6 Consider the linear programming problem:
$$\begin{array} { l r }
\text { maximise } & P = 3 x - 5 y + 4 z , \\
\text { subject to } & x + 2 y - 3 z \leqslant 12 , \\
& 2 x + 5 y - 8 z \leqslant 40 , \\
\text { and } & x \geqslant 0 , y \geqslant 0 , z \geqslant 0 .
\end{array}$$
- Represent the problem as an initial Simplex tableau.
- Explain why it is not possible to pivot on the \(z\) column of this tableau. Identify the entry on which to pivot for the first iteration of the Simplex algorithm. Explain how you made your choice of column and row.

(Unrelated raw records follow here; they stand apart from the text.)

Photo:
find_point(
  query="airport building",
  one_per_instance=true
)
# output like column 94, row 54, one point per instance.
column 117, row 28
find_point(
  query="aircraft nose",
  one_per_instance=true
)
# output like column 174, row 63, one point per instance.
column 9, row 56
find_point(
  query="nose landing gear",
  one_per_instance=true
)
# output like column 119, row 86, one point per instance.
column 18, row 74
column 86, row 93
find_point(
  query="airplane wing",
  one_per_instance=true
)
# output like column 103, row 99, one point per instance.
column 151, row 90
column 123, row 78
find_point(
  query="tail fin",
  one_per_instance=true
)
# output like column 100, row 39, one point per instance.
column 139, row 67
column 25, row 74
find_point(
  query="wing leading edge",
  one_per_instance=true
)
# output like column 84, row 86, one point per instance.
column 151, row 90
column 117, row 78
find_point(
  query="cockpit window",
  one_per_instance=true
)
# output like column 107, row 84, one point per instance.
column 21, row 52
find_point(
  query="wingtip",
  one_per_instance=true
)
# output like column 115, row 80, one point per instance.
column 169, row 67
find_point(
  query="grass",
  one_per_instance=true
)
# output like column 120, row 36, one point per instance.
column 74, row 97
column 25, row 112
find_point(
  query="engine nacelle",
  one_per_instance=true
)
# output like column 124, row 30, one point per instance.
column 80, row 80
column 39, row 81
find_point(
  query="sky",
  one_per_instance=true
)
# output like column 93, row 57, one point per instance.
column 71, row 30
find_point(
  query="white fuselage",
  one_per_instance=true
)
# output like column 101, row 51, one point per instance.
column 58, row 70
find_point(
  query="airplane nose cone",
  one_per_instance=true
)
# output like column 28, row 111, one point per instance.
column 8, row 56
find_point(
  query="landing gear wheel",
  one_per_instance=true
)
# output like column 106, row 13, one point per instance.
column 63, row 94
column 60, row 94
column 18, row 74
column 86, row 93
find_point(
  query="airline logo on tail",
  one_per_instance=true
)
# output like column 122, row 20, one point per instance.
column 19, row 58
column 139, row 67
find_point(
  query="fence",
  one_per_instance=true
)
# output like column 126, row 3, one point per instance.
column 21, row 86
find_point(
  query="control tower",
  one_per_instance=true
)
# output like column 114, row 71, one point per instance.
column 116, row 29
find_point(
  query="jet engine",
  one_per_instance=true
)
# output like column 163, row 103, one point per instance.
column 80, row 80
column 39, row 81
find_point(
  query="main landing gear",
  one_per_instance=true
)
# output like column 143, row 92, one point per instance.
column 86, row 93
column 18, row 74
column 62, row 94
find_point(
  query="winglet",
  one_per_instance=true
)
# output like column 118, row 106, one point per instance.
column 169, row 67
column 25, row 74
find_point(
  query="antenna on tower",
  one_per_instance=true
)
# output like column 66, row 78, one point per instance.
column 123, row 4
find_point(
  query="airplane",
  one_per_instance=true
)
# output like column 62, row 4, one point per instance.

- Perform one iteration of the Simplex algorithm. Write down the values of \(x , y\) and \(z\) after this iteration.
- Explain why \(P\) has no finite maximum.
The coefficient of \(z\) in the objective is changed from + 4 to - 40 .
- Describe the changes that this will cause to the initial Simplex tableau and the tableau that results after one iteration. What is the maximum value of \(P\) in this case?
Now consider this linear programming problem:
$$\begin{array} { l l }
\text { maximise } & Q = 3 x - 5 y + 7 z , \\
\text { subject to } & x + 2 y - 3 z \leqslant 12 , \\
& 2 x - 7 y + 10 z \leqslant 40 , \\
\text { and } & x \geqslant 0 , y \geqslant 0 , z \geqslant 0 .
\end{array}$$
Do not use the Simplex algorithm for these parts.
- By adding the two constraints, show that \(Q\) has a finite maximum.
- There is an optimal point with \(y = 0\). By substituting \(y = 0\) in the two constraints, calculate the values of \(x\) and \(z\) that maximise \(Q\) when \(y = 0\).